By: The Good & True Team

What are we waiting for? Our phones ding with texts, ring with calls, and buzz when our favorite team makes a trade or cuts a player. Many times, in conversation, the person across from us might stop in the middle of a sentence to look down at their newest notification. There’s no reason to wait, we need to know what’s happening somewhere! Our society is no longer structured in a way that encourages the virtue of patience.

We live in constant frenetic activity. But then…a family member becomes gravely ill. We see them suffer and there is nothing we can do but stay by their side, either physically or in spirit, wanting them to stay with us as long as possible. And then again… a family member is pregnant and to cut the wait short would mean something is wrong. The wait indicates growth, development, protection, and maturity. With a dying kinsman we wait, while our heart is breaking. With a pregnancy, we wait for life to unfurl to its fullest; we wait in anxious, eager anticipation of the arrival.

For our children, the development of skills over time is one way to learn patience. A kid doesn’t catch a baseball the first time he or she picks up a glove. The basics of the game, throwing and catching, are skills learned only over time. It may take a good long period of scales and repetition of newly learned notes for a child to be able to eventually play a song on the piano. The philosopher, Aristotle, said, “Patience is bitter, but the fruit is sweet.” Patience is not tapping fingers and looking at the clock so much as it is being engaged in one activity while waiting for another development at the same time.

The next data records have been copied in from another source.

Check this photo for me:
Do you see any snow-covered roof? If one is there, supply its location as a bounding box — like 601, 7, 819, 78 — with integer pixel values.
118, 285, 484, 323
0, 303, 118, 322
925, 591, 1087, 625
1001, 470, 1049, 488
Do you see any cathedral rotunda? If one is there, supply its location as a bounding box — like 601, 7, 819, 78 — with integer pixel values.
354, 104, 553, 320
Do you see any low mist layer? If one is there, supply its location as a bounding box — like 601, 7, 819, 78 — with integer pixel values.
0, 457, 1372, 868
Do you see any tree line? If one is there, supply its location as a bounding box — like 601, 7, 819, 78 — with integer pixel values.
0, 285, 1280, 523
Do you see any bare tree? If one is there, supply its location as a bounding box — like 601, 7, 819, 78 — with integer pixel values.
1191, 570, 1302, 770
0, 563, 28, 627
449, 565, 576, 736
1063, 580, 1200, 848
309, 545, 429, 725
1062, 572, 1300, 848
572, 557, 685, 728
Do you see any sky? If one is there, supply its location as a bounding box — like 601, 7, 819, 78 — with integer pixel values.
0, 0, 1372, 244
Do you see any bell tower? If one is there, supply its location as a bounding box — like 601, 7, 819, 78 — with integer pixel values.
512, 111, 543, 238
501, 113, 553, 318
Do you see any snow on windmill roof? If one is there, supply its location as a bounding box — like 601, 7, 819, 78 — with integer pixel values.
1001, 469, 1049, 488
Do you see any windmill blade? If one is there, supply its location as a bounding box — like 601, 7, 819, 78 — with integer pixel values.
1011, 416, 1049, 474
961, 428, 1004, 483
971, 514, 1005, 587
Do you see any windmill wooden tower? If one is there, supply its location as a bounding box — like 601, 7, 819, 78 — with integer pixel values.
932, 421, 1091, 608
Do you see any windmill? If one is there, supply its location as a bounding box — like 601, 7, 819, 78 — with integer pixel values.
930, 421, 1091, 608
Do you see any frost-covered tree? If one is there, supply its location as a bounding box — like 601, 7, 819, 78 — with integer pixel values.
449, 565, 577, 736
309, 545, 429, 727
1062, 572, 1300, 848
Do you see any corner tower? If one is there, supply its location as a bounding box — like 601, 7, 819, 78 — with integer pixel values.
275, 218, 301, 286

Patience is bitter, but the fruit is sweet.

- Aristotle

And, of course, one of the only efficient ways to teach our children patience is to practice it. The next time you are in a waiting room at a doctor’s office for yet another checkup, leave your phone alone and take note of the things you begin to think about. Could be a song, a prayer or a memory. Could be thinking through a worrisome situation, a little meditation on forgiveness, a few mental reminders of tasks to be accomplished or the recognition of some things for which you are most grateful. And you do all this while waiting… yes, waiting, ever so patiently.